Like his Alfa predecessor Kimi Raikkonen, many new fans will not even remember when Valtteri was battling better cars in the Martini-liveried Williams to beat out Ferraris and Red Bulls that were often quicker on the race weekends. Hell, until he moved to Mercedes, Bottas had not been beaten by a teammate and even outperformed the more vastly experienced Felipe Massa in each of their three seasons together. And, may I add, that’s the same Massa who was one corner away from besting Hamilton to the 2008 world championship.

I do not believe that Bottas holds any resentment toward Mercedes, but I bet there is quite a smirk when in his helmet when he sees that he’s lining up alongside or nearby to his old team when sitting in an Alfa.
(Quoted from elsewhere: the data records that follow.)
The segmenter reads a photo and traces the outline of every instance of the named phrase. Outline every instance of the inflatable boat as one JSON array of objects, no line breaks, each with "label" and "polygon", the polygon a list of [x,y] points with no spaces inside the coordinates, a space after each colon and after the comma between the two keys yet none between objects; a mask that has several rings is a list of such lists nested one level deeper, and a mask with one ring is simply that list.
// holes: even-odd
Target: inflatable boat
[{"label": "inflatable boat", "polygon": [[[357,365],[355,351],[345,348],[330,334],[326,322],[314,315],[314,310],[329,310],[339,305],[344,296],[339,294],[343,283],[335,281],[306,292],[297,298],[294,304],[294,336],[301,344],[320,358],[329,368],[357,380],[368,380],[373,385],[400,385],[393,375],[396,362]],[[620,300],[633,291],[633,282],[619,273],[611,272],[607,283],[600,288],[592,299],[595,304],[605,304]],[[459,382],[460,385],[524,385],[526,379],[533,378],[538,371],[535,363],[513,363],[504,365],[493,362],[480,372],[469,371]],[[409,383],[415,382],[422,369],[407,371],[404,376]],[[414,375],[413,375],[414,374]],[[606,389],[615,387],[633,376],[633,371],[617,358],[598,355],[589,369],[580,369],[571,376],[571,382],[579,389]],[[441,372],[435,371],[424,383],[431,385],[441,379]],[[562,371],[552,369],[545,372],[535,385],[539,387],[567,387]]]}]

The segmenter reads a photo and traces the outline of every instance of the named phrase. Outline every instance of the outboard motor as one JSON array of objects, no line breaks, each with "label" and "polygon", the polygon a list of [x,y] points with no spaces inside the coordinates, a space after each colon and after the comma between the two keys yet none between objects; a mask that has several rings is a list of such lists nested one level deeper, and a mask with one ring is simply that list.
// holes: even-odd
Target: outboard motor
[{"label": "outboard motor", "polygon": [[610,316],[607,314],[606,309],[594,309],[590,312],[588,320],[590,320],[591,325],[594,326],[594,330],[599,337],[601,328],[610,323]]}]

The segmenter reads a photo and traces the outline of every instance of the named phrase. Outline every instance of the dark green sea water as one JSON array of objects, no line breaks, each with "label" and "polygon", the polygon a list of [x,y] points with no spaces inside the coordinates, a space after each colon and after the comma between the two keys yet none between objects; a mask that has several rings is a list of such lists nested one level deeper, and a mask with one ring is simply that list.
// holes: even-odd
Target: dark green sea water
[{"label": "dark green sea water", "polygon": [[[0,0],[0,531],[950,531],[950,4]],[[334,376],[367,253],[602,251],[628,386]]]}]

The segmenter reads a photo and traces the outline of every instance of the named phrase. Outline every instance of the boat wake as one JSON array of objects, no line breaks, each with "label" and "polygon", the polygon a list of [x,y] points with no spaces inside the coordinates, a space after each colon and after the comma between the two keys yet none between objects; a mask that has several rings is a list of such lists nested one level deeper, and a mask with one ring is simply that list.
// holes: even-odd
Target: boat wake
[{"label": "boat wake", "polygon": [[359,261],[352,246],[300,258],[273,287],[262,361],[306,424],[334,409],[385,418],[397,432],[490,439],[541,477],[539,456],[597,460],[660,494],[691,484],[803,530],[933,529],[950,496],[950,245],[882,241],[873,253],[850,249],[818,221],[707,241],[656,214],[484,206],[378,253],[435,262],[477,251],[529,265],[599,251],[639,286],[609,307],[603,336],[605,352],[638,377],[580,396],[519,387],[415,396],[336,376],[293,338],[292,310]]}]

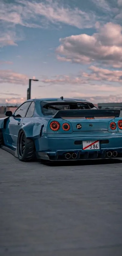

It will feel like vindication for him to be impressing so much in these early races of 2022 — showing the F1 world he never lost the potential from those Williams days; he was just never treated equally.

Had he received more than a one-year extension to let him focus entirely on racing and not if he had an F1 future, perhaps he could’ve had mounted a championship challenge. Considering his obvious comfort level and competence this season with a two-year Alfa contract under his belt, there really could be truth to that theory. Bottas, to me, looks like the man I was impressed by in 2014, but with eight years more experience in the sport to make one formidable driver.

We are not going to see many — if any — podium trips from Bottas as we have in recent times, thanks to the field spread being so Red Bull-Ferrari weighted, but Valtteri is a prime contender for the best of the rest award behind the big three, I think. He is a man reborn with the team leader role and knowledge that he is in F1 next year, and we may well see the best Bottas to date in 2022.

F1 drivers have the most fragile egos, even though they are competing at the level most of us can only dream of. When their head drops, their performance drops, too, and it can be a downward spiral — look at Daniel Ricciardo’s time at McLaren. However, I am starting to sense that Bottas having a team looking to him to lead, not at his teammate, is helping his self-worth grow again. As Alfa believes in Valtteri, Valtteri believes in Valtteri. And do you know what? I believe in Valtteri, too.